In contrast, only marginal improvements have been made in relation to driving financial outcomes (+2), education (+3), and employment opportunities (+4). The new government still has work to do in these areas, particularly given the challenging economic climate it faces in 2022 and beyond.

DEMONSTRATING COMPETENCE THROUGH COMMUNICATION

During its most recent term, the Morrison government faced allegations of incompetence, particularly in relation to domestic and international border closures, cooperation with state governments, pandemic and disaster relief response, and the vaccine rollout.
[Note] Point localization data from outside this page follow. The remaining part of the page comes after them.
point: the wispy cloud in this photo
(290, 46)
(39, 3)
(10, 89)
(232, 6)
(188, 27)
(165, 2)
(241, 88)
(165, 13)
This was exacerbated by unclear direction and communication regarding how decisions were made to benefit Australians in need.

As such, this translated into a fall in competence scores to 53/100 in January – March 2022, followed by a strong increase to 62/100 once the Albanese government assumed control In July – September 2022. In the leadership index survey, ‘competence’ refers to judgements made about the federal government’s purpose, skill, efficiency, value creation, and other factors.

Figure 4 – Competence Scores October 2021 to September 2022

When it comes to competence, the biggest improvements have been in relation to actively engaging with citizens (+10), governance processes (+10), having a clear purpose (+9), demonstrating skill (+9), creating voter satisfaction (+9), and being responsive to the needs of society (+9). This reflects the increased level of communication, decisive action, and responsiveness shown by the Albanese government in its first few months in charge.

While the new Albanese government is trending positively on leadership, integrity, contribution, and competence metrics, we need to keep in mind that these scores are still hovering around the 61/100 mark, signalling there is lots of room for further improvement. Associate Professor Samuel Wilson, a co-founder of the index, said “these results point to a partial recovery of public trust in federal government. They also reveal that, in order to be seen to be seen as serving and protecting the public interest, federal government leaders must finely balance a commitment to public integrity, competence and contribution.”

ABOUT THE INDEX

Re-launched in October 2021, the leadership index is the largest ever, ongoing research study of leadership in Australia, created by Swinburne University of Technology. The research aims to improve leadership across the government, public, private, and not-for-profit sectors by tracking how Australians view leaders and reporting the results back to leaders and the community via an interactive online platform.

The Index surveys thousands of Australians on an ongoing basis and quantifies their perceptions of leadership, and its three main drivers: integrity, contribution, and competence (as well as several other key metrics). Participants are asked to provide a score from 0 to 10 on each dimension, and results are converted to a score out of 100.

Australian Leadership Index survey results are updated monthly and publicly available through an interactive online dashboard (available here).